I’ve created a code that merges records but I don’t know how to integrate “2 minutes criteria”, so currently all tasks performed by a user for the same customer are merged together and also cannot sort tasks in alphabetical order.
Here is the code:
WITH final AS ( SELECT CustomerID , Date , UserID , STUFF((SELECT '; ' + data2.[Task] FROM #data data2 WHERE data2.CustomerID = data1.CustomerID AND data2.UserID = data1.UserID ORDER BY data2.[Task] -- sorting doesn't work! FOR XML PATH('')), 1, 1, '') [All_Tasks] FROM #data data1 ) SELECT CustomerID , Date = MIN(Date) , UserID , [All Tasks] FROM final --WHERE -- I assume "2 minutes" criteria should be somewhere here or I might need to use UNION ALL somewhere above... GROUP BY CustomerID , UserID , [All_Tasks] ORDER BY CustomerID , Date ;
The final result should look like this:
Greatly appreciate any help!
Advertisement
Answer
This will help,
select CustomerID,UserID,min([Date]) [Date],STRING_AGG( TaskDSC,',') TaskDSC from #data c group by CustomerID,UserID, DATEPART(YEAR, [Date]), DATEPART(MONTH, [Date]), DATEPART(DAY, [Date]), DATEPART(HOUR,[Date]), (DATEPART(MINUTE, [Date]) / 3) order by UserID
And if you dont have STRING_AGG, check the below:-
select CustomerID,UserID,min([Date]) [Date], COUNT(*) [TaskCount] --,STRING_AGG( TaskDSC,',') TaskDSC, , stuff((select ',' + d.TaskDSC from #data d where d.CustomerID=c.CustomerID and d.UserID=c.UserID and d.Date between MIN(c.date) and max(c.date) for xml path('')), 1, 1, '') [TaskDSC] from #data c group by CustomerID,UserID, DATEPART(YEAR, [Date]), DATEPART(MONTH, [Date]), DATEPART(DAY, [Date]), DATEPART(HOUR,[Date]), (DATEPART(MINUTE, [Date]) / 3) order by UserID
My results is as below:-
CustomerID UserID Date TaskCount TaskDSC 91237531 ID1 2019-01-02 08:38:00.000 2 T001,T002 91256319 ID2 2019-01-02 14:15:00.000 3 T0001,T0002,T0003 91089280 ID3 2019-01-02 06:01:00.000 1 T1 91268324 ID4 2019-01-02 00:29:00.000 2 T101,T102 91268324 ID4 2019-01-02 00:35:00.000 1 T103 91268351 ID5 2019-01-02 16:56:00.000 1 T11111 91268351 ID5 2019-01-02 17:03:00.000 1 T22212
To group by data with a specific time periods we can use a group by with several Dateparts, for example, if we needed to group our data for each 5 years , we will use:
Group By DATEPART(YEAR, [Date])/5
As this will group by each 5 years, simply sql is deviding the result of the date to first get the year part, and then devide it by 5, resulting in the same number for each 5 years, so the data will be grouped for each five years. to see the result of this you can select the value to understand what sql server is seeing.

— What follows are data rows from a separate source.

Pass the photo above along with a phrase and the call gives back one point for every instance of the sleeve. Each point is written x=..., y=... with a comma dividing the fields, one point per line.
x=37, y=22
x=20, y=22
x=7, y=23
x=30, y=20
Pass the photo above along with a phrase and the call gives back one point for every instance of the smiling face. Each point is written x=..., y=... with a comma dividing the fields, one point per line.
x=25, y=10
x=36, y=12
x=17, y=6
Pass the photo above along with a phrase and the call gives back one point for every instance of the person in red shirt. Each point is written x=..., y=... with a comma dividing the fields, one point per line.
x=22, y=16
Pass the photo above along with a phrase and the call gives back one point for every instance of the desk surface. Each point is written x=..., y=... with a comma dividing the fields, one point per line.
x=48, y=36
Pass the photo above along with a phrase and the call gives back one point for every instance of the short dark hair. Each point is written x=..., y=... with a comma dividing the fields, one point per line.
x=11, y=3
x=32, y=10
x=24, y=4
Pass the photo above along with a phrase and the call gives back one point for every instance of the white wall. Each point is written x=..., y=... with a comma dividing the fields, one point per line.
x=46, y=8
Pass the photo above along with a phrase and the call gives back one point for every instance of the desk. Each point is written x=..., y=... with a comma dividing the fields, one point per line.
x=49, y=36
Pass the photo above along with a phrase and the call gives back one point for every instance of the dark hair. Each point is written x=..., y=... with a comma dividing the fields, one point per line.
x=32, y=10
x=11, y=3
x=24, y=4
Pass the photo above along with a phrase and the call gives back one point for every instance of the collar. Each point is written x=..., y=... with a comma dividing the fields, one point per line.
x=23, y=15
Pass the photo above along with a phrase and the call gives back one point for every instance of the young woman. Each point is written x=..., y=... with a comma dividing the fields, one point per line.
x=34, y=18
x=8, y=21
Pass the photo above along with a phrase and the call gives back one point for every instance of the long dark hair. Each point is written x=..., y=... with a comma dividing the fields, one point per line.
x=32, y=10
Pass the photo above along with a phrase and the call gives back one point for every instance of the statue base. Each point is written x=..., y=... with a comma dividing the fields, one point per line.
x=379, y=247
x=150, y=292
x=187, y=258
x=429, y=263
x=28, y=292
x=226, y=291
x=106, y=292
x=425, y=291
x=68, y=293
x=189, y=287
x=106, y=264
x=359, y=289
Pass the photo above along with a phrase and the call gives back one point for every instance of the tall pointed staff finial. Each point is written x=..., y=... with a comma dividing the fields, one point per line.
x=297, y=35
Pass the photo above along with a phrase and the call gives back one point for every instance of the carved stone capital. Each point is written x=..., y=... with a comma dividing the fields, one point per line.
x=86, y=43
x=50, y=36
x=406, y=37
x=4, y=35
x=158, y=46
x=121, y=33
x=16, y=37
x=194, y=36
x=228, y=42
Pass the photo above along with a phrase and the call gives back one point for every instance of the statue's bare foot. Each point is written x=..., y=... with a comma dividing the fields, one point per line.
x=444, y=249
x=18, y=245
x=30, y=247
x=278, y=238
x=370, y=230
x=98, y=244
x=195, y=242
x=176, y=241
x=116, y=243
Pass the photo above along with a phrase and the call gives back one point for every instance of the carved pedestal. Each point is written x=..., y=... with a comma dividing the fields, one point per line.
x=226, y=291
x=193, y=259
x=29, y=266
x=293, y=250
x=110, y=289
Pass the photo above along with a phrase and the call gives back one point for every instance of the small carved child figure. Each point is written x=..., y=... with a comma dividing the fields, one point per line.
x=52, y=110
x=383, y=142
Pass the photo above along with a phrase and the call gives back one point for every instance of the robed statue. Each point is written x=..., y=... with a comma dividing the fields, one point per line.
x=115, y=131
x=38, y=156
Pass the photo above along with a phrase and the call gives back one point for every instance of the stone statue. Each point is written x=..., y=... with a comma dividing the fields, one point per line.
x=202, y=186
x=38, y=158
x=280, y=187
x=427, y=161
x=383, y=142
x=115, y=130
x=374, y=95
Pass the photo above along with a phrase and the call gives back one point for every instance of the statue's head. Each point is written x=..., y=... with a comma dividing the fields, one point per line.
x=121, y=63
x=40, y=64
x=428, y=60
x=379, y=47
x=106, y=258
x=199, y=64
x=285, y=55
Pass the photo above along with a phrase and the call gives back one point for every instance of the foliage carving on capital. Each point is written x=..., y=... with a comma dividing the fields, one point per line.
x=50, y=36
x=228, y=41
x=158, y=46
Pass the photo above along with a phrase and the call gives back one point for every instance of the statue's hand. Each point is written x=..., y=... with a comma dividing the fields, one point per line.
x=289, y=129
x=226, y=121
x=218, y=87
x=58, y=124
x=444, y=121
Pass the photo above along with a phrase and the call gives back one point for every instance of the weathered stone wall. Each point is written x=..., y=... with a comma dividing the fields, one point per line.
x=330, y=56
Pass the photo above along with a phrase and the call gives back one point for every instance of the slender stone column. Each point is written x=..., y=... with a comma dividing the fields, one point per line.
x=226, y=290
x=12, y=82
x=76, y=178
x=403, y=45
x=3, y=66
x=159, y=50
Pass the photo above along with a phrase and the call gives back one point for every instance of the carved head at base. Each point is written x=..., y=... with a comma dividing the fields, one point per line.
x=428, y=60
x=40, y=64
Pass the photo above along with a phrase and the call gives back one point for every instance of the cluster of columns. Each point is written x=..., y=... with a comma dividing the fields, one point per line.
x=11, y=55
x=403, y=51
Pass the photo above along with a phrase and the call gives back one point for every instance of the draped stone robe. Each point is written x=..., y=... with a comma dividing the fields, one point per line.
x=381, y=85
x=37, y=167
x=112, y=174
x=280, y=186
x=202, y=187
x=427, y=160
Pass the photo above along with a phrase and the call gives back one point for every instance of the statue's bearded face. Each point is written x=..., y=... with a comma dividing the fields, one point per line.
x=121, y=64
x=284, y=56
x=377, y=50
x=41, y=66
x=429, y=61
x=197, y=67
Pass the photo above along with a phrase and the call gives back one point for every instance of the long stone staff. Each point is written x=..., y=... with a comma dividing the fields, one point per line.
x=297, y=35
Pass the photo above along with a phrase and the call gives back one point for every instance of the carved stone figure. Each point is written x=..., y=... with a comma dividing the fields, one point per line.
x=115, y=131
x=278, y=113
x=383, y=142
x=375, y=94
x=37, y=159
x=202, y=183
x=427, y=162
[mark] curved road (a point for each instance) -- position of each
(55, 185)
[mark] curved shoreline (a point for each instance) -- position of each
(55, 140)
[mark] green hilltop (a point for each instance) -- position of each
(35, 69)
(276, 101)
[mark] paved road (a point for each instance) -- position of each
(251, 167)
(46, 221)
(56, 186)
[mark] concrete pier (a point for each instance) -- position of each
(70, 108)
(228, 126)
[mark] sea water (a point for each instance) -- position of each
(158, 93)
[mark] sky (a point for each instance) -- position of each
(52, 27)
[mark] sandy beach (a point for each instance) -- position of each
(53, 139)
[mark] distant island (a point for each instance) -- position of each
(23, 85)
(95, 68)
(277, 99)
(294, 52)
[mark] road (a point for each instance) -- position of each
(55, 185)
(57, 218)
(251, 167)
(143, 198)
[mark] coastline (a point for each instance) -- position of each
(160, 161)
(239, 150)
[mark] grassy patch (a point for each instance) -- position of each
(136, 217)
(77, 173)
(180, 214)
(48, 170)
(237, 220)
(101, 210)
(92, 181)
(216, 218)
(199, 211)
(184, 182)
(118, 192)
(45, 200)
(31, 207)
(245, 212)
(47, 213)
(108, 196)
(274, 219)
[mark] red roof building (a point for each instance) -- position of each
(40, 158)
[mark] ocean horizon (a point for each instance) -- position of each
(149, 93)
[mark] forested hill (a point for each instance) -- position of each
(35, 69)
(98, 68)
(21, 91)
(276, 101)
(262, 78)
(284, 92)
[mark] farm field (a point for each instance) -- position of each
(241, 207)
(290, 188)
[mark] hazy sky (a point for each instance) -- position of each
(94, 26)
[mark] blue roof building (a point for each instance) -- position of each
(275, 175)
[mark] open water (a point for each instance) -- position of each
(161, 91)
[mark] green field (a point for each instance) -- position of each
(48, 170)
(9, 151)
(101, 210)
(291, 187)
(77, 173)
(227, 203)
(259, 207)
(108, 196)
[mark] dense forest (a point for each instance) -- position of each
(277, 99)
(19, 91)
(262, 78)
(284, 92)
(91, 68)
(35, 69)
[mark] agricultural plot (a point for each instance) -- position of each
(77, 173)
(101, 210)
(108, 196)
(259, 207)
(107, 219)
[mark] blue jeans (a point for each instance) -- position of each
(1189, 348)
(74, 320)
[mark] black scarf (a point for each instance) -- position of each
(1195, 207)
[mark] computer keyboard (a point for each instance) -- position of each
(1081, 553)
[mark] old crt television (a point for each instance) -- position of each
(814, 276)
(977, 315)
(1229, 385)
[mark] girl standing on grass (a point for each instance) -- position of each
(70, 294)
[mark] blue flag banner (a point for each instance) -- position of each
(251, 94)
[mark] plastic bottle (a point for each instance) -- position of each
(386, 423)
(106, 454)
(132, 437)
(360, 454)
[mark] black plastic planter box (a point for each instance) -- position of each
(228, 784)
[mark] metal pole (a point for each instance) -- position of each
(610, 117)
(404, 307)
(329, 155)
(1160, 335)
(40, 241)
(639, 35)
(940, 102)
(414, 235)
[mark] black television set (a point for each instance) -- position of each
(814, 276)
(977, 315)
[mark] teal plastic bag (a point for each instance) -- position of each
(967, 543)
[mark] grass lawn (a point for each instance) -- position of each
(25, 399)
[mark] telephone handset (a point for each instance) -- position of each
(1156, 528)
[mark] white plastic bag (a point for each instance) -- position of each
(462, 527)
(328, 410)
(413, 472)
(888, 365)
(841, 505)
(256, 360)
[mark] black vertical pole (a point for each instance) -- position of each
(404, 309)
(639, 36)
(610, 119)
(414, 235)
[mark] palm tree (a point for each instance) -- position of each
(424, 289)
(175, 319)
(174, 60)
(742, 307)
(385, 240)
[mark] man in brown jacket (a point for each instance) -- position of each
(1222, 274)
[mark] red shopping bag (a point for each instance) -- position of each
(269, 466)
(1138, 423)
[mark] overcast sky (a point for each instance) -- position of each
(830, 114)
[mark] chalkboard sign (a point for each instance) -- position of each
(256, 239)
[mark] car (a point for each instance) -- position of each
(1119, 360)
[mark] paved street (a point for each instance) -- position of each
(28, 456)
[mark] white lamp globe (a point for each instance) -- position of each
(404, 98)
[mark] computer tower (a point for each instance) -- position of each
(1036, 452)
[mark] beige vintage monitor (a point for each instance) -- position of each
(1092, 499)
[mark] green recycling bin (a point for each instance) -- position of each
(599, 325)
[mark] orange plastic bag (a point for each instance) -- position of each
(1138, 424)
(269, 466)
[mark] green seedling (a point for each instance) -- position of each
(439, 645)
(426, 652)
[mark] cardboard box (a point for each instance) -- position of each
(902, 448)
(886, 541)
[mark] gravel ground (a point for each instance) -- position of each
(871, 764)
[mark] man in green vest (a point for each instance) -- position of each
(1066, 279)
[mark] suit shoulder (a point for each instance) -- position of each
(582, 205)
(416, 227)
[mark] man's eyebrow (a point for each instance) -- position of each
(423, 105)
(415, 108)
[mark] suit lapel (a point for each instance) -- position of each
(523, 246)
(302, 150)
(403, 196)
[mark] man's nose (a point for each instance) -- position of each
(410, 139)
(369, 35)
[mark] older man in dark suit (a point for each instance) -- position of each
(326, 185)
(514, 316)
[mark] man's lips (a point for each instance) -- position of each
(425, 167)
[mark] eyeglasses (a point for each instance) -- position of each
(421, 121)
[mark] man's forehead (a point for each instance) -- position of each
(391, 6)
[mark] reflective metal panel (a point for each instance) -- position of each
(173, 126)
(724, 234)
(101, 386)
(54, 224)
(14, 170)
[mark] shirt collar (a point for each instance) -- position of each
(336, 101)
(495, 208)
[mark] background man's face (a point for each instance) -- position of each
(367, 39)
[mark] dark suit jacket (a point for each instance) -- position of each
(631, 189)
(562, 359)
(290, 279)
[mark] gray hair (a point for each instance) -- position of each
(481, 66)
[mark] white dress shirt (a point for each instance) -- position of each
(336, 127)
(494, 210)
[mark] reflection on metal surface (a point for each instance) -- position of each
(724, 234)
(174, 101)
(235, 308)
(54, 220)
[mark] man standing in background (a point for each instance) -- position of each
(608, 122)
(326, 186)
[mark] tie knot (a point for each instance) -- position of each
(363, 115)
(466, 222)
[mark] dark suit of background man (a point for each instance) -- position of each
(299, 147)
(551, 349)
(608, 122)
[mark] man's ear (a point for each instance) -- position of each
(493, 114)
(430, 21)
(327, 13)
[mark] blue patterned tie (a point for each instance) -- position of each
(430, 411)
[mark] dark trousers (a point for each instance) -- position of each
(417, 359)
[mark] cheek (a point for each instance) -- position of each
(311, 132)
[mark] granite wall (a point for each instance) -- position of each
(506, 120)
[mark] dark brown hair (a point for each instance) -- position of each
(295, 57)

No if the period is in months lets say each two months, I think we can use the below:-
Group By DATEPART(YEAR, [Date]),DATEPART(MONTH, [Date])/2
In our requirement we needed each 2 minutes, so we need to add parts till the minuses, (there are other ways too, but this is simple)
DATEPART(YEAR, [Date]), DATEPART(MONTH, [Date]), DATEPART(DAY, [Date]), DATEPART(HOUR,[Date]), (DATEPART(MINUTE, [Date]) / 2)
but for the result provided , we used each 3, so the data will match the expected result, so really the solution is grouping each 3 minutes not two.
if we need each 15 sec, we simply add the (DATEPART(Second, [Date]) / 15) and so on.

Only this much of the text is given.